Aleja’s family had opted for a design that would keep her alive for a month. It was what they could afford. She felt despair when she thought of the number of steel balls drifting around in space with corpses in them, battered to death during launch, or suffocating as their air supply leaked out some small crack, or boiled alive when they got too close to a lava ball. A lot of it was just the luck of the draw. She wore her own bruises and cuts from the rough flight, but she lived.

Her family had also acquired one of the millions of inexpensive spacesuits that had flooded the market, getting a mid-level quality suit with perhaps one bell and one whistle; a suit radio and some position control jets.

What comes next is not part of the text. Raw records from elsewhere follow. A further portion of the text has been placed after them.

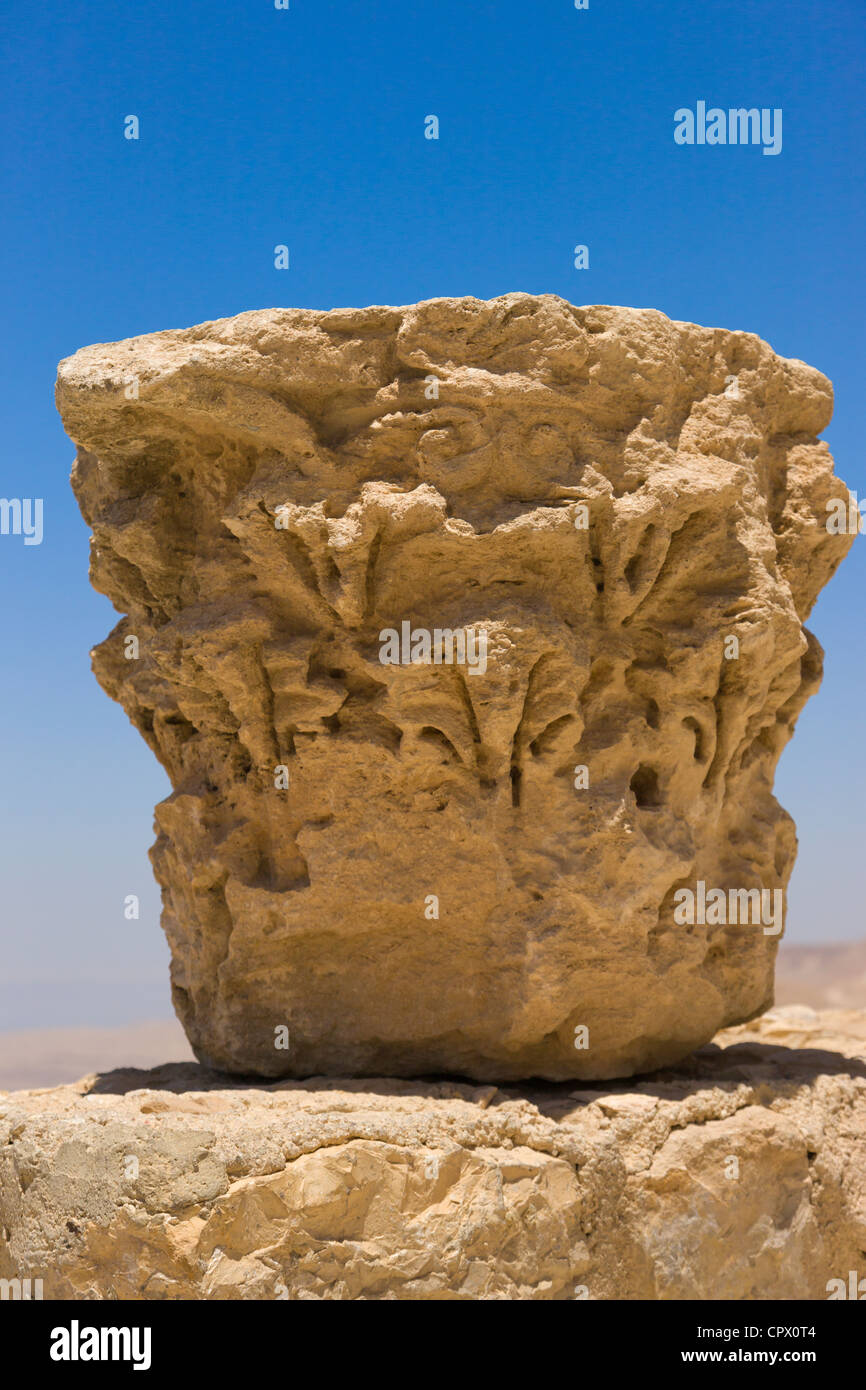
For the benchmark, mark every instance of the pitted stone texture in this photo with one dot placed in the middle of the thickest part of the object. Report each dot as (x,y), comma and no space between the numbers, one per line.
(738,1175)
(694,452)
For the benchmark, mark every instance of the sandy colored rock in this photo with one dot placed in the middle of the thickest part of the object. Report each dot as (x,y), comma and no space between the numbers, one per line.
(737,1175)
(605,498)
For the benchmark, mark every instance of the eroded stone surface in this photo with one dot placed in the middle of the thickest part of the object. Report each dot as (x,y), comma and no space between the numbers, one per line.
(737,1175)
(694,452)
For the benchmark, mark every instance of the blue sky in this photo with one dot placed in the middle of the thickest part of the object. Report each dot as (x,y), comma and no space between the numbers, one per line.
(306,127)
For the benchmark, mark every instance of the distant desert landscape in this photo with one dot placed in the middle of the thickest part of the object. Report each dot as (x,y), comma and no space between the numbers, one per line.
(820,977)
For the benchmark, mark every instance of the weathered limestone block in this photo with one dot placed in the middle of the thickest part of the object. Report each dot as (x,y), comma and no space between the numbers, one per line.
(442,866)
(738,1175)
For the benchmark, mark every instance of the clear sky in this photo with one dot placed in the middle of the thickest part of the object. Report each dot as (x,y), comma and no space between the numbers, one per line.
(306,127)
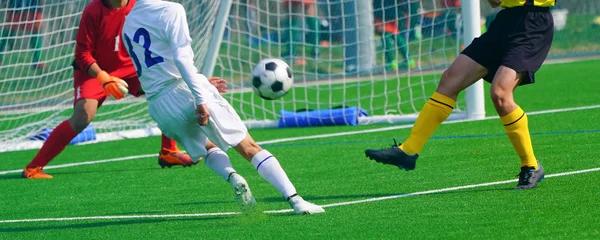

They pressure tested it before sending off Aleja in her own steel coffin.

She remembered her brother Luis and her Papa discussing the engineering details, with some additional suggestions from an auto-mechanic welder, Ernesto, that they’d hired to help them build the pod. “There will need to be thrusters,” Luis had said. “Her ball will most likely be spinning after she enters space.”

“We can’t afford rockets,” her Papa said. “We spent all our funds on the air recycler and solar panels.”

This wasn’t exactly true. Aleja smiled when she remembered. They stole the thin-film solar panels from a farm a few kilometers away.

“Not rockets,” Luis continued, “but air-jets. Directional nozzles on the outside that she can turn on and off, using the air pressure inside the ball. Flush with the outer surface.”

“The air she needs to breathe?” Ernesto said.

“Yes. We will need to install some air bottles or oxygen tanks in addition to the recycler. And a rack for the bottles and solar panels and everything else.” Luis said. “And a feed-through to the outside so the solar panels may be mounted and feed power to the batteries.” He was sketching in a notebook.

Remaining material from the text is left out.